The blind legal expert, Chen Guangshen, who tried to help women forced to have abortions under the one-child policy to fight the bureaucracy and who escaped house arrest to take the case all the way to Beijing from the remote village in Shandong province where he lived, was finally kidnapped by public security officers and was subsequently imprisoned.
There are a bunch of “weiquan” (維權) lawyers who try their best to defend Chen’s case and another notorious libel case incriminating Chen Guidi and Wu Chuntao, for writing and publishing the book “An Investigation of China’s Peasantry” in 2003 (the English edition is called “Will the Boat Sink the Water?”), brought on by a corrupt party official. The book is banned in China as it exposes corrupt deeds of local party and government officials, supported by documents and witnesses, in particular the imposition of punitive taxes on peasants. The case was tried in court but the judge could not (or would not) come up with a verdict.
Then there is the story of Cheng Yizhong, the idealistic journalist who took Guangzhou’s outspoken newspaper Southern Metropolis Daily to unprecedented levels of popularity and fame. He first caught the nation’s and the leaders’ attention by an expose of the corrupt “shourong” (retention and repatriation) system run by local police, whereby the latter had the right to detain at will roaming migrants and force them into involuntary labor and captivity until they could pay their way out. Although Cheng managed to force leaders to order a ban on the vile system, he also upset many party officials in the process, unwittingly setting the stage for his subsequent downfall. His unreserved reporting on SARS did not help either. In 2004 he was imprisoned for five months for an alleged corruption charge, which was an obvious set-up to frame him.
“But prison had changed him, and now he considered the party’s rule irredeemably corrupt. That judgment, however, left him with few options as a citizen and a journalist, and he was restless. ‘The worst thing that happened to me,’ he said, ‘was that I lost all hope in the system.’”
If the stories of the dissidents seem outright depressing, that of Chen Lihua is remarkably buoyant - from her standpoint, that is. Chen was named China’s sixth richest person in Forbes’ 2001 list, with assets of US$550 million.
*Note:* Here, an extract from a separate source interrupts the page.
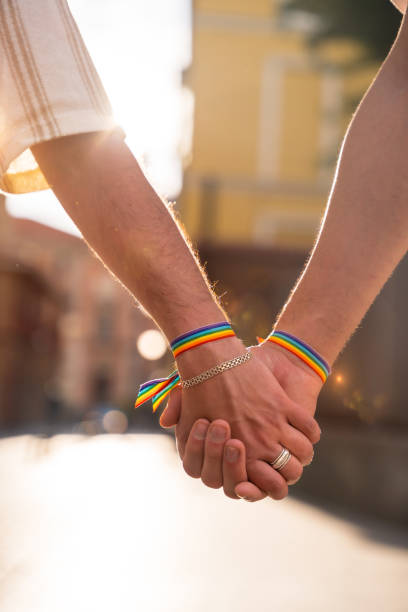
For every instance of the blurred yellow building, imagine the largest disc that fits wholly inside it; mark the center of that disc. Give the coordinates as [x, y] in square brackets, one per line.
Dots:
[268, 122]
This passage may best sum up Chen’s story: “China’s emerging business elite is a diverse and disparate bunch, and for every entrepreneur who would embrace political reform, there are others who support and depend on the authoritarian system, who believe in one-party rule and owe their success to it. Chen Lihua fits in this latter category, and her story is a reminder that those with the most wealth – and thus the most resources to devote either to maintaining the status quo or promoting change – are also the most likely to be in bed with the party.”